Skip to main content

Alerting

When something goes wrong (perhaps a REST endpoint you rely on goes down, or an integration starts taking five minutes when you expect it to take five seconds) your incident response team should be alerted right away. It should never be the case that customers are calling you to inform you that your integrations are down. Your team should be able to proactively, or at least quickly reactively, respond to issues with your integrations.

With properly configured monitoring and alerting you can put your mind at ease - no news is good news!

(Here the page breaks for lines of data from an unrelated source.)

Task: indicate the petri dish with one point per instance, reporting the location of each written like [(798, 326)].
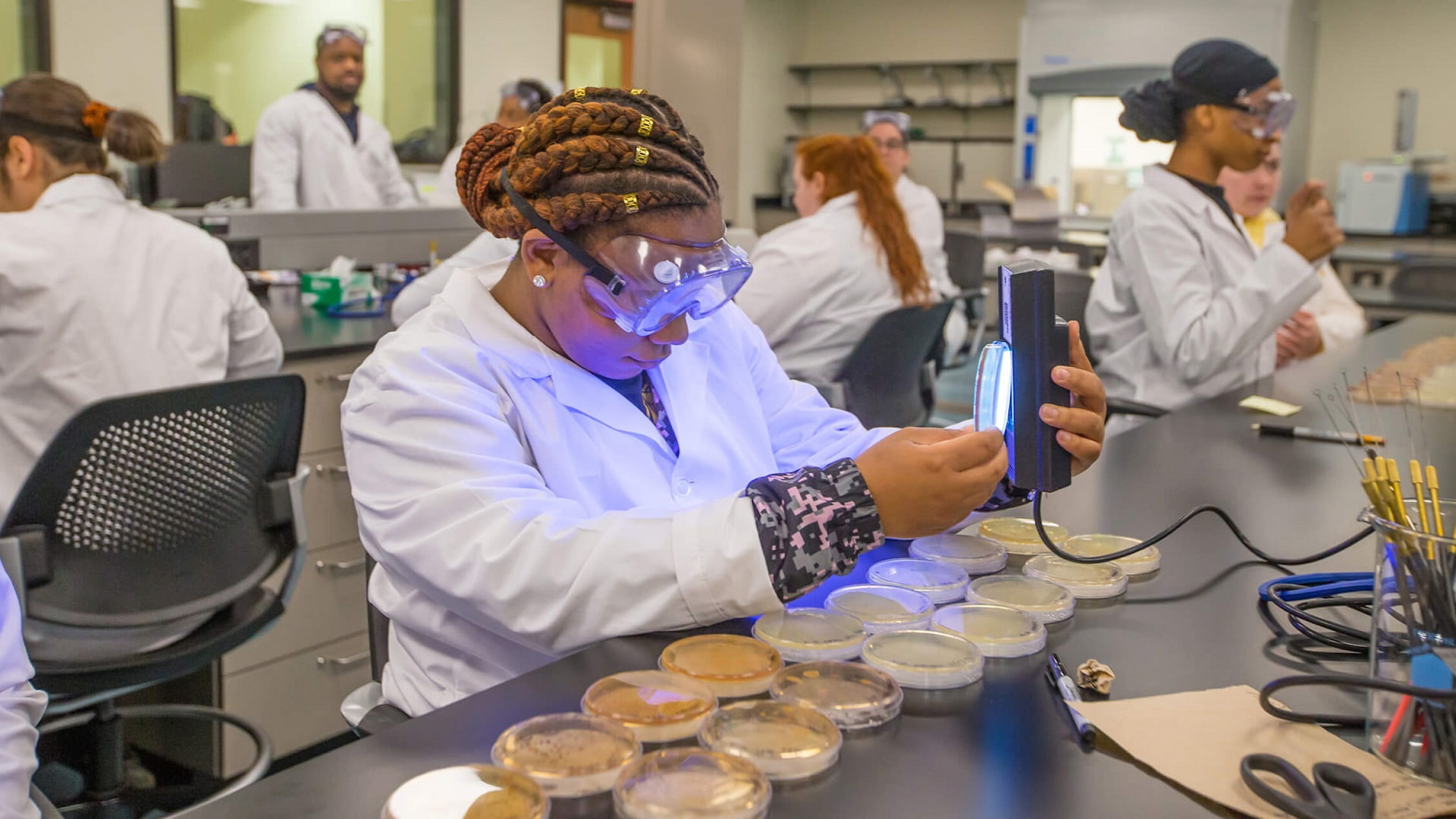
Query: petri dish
[(804, 635), (468, 792), (1145, 561), (1019, 534), (657, 706), (940, 582), (1041, 599), (691, 783), (925, 659), (786, 742), (568, 755), (728, 664), (1085, 580), (883, 608), (852, 695), (998, 632), (971, 553)]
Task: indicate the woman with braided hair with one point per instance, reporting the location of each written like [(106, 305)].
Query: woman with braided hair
[(590, 439)]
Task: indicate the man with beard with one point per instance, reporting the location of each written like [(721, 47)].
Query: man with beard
[(315, 149)]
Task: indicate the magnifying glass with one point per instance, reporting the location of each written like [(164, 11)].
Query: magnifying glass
[(1014, 378)]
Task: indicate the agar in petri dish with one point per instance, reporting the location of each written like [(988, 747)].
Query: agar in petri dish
[(1145, 561), (1019, 534), (468, 792), (568, 755), (1041, 599), (1085, 580), (940, 582), (852, 695), (971, 553), (925, 659), (998, 632), (883, 608), (691, 783), (657, 706), (786, 742), (805, 635), (728, 664)]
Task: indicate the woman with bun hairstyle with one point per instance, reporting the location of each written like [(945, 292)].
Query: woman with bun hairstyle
[(1187, 306), (98, 295), (821, 280), (590, 439)]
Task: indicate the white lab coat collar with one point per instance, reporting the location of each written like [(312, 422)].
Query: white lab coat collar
[(682, 379)]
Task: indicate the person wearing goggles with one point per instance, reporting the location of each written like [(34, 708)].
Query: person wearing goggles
[(1187, 306), (590, 439)]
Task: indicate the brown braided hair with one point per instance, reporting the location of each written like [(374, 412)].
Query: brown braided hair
[(587, 158)]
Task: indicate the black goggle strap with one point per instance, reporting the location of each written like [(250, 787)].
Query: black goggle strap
[(595, 268)]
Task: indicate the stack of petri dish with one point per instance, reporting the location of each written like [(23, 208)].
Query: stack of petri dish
[(852, 695), (807, 635), (925, 659), (657, 706), (883, 608), (786, 742), (468, 792), (1085, 580), (998, 632), (680, 783), (940, 582), (568, 755), (1019, 534), (973, 553), (1041, 599), (730, 665), (1136, 564)]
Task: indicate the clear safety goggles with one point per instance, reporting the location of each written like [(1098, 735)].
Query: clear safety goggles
[(1267, 117), (645, 283)]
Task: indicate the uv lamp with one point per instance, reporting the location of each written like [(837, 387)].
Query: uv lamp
[(1014, 378)]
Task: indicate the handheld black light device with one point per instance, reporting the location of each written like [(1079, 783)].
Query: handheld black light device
[(1014, 378)]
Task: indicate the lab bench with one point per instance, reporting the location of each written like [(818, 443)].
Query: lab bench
[(1002, 748)]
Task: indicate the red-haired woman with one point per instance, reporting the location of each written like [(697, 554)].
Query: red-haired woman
[(820, 281)]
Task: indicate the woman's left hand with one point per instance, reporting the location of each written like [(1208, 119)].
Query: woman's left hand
[(1079, 428)]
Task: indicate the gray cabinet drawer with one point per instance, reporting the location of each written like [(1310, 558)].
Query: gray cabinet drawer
[(327, 381), (294, 700), (328, 604), (328, 504)]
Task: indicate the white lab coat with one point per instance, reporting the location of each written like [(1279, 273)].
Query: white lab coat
[(20, 708), (1185, 308), (520, 509), (819, 283), (305, 158), (101, 297), (417, 295), (1340, 318)]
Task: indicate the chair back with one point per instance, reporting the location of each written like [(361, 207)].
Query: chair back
[(883, 378), (152, 507)]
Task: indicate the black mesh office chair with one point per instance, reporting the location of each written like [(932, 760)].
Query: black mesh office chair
[(889, 379), (147, 512)]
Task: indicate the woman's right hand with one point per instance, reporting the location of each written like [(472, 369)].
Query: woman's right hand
[(925, 480), (1310, 224)]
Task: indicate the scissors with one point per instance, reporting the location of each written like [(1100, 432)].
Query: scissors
[(1337, 792)]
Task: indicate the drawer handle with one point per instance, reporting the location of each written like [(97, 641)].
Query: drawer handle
[(341, 566), (341, 662)]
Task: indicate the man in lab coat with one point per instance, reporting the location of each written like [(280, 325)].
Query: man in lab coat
[(315, 149)]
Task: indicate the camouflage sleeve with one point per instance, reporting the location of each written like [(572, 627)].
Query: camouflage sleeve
[(814, 523)]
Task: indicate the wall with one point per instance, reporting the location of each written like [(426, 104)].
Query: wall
[(118, 52), (689, 53), (500, 41), (1366, 53)]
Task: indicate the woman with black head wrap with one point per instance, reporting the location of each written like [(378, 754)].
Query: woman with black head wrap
[(1187, 306)]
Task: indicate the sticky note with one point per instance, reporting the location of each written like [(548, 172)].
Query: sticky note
[(1270, 406)]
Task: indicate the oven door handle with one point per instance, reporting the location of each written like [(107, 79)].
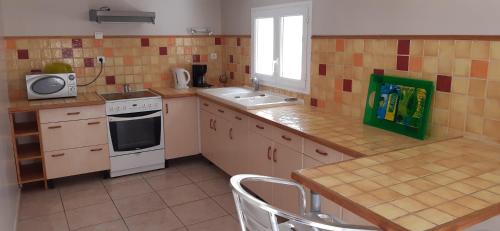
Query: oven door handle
[(119, 119)]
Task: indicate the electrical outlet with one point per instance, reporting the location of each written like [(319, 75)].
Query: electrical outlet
[(99, 58), (213, 56)]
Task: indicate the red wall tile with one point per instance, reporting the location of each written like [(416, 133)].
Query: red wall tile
[(144, 42), (23, 54), (402, 64), (110, 80), (163, 51), (403, 47), (443, 83), (347, 85), (322, 69), (76, 43)]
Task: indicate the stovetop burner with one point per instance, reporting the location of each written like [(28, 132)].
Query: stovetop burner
[(129, 95)]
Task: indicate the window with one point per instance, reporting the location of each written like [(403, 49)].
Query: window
[(281, 46)]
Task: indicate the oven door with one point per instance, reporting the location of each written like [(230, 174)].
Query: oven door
[(135, 132)]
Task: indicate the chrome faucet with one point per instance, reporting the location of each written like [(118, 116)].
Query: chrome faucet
[(255, 82), (126, 88)]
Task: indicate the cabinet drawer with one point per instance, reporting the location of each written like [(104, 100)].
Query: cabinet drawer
[(321, 153), (72, 113), (76, 161), (287, 138), (74, 134), (260, 127)]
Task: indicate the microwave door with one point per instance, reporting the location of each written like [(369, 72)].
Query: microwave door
[(48, 85), (135, 132)]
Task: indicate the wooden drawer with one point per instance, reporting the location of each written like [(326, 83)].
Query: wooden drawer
[(321, 153), (76, 161), (72, 113), (260, 128), (287, 138), (74, 134)]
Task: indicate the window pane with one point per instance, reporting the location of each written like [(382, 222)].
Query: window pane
[(264, 52), (291, 47)]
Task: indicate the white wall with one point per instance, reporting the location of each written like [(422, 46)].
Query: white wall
[(374, 17), (9, 193), (70, 17)]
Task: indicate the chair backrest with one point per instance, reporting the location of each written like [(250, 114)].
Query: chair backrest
[(256, 215)]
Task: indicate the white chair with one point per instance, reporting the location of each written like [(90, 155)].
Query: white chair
[(256, 215)]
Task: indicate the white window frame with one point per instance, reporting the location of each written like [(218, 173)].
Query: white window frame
[(277, 11)]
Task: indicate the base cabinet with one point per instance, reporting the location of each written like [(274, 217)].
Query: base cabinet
[(181, 127)]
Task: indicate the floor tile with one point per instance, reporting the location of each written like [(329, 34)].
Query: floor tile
[(78, 183), (85, 198), (227, 223), (35, 204), (139, 204), (202, 173), (118, 225), (215, 187), (182, 194), (170, 180), (161, 220), (53, 222), (121, 179), (198, 211), (129, 188), (159, 172), (226, 201), (92, 215)]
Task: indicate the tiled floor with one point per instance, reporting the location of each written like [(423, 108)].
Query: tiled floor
[(190, 195)]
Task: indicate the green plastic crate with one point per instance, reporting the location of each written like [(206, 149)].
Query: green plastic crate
[(398, 105)]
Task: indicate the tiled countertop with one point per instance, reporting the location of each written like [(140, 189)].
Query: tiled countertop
[(31, 105), (447, 185)]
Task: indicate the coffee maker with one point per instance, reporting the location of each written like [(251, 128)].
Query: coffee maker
[(199, 71)]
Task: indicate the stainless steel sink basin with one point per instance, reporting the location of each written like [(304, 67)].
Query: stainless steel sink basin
[(248, 99)]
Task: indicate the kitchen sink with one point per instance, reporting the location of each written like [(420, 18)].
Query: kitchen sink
[(248, 99)]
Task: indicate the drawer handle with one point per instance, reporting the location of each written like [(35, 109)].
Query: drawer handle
[(321, 152), (269, 153), (286, 138)]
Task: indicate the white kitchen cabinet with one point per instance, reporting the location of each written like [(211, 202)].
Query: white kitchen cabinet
[(285, 161), (207, 134), (259, 162), (181, 127)]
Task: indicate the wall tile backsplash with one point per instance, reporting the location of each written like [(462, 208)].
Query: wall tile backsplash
[(466, 72)]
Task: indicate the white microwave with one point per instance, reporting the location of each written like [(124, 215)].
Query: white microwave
[(49, 86)]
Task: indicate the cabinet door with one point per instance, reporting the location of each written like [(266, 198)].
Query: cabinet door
[(286, 160), (237, 146), (327, 206), (181, 127), (220, 142), (259, 161), (207, 134)]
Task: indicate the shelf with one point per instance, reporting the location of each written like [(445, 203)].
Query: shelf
[(26, 129), (28, 151), (31, 173)]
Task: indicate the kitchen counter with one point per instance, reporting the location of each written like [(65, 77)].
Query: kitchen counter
[(169, 93), (447, 185), (88, 99)]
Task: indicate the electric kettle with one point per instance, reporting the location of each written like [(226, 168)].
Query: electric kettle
[(182, 78)]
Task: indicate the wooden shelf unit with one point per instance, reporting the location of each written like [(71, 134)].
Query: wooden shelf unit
[(27, 147)]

Prismatic alert monitors are configurable. You can choose from a variety of alert triggers, including triggering on elevated log levels, long execution times, failed executions, etc., and you can notify your integration team via email and SMS, or via Slack, Pager Duty, OpsGenie, or any other notification system you choose by using webhooks.

Terminology

  • An alert group is a set of users to notify (by email or SMS) and webhooks to invoke when when an instance does something noteworthy or unexpected, like failing to run to completion.
  • An alert trigger is a noteworthy or unexpected event that causes an alert monitor to fire. An alert trigger may fire if an instance takes longer than expected or logs error or warning messages unexpectedly. You can also trigger on positive things, like successful instance runs or when you set an instance to enabled. A full list of alert triggers are here.
  • An alert monitor is a combination of an alert group and some alert triggers, and is configured for an instance. You add an alert monitor to an instance, specify when the monitor should be triggered, and which alert groups should be notified in the event of a trigger.
  • An alert event is created when an alert trigger causes an alert monitor to fire. For example, one alert event might notify the DevOps team at 07:30 AM that an instance failed to run. If the instance is scheduled to run every 15 minutes, another event would be created 15 minutes later if the issue hadn't been resolved.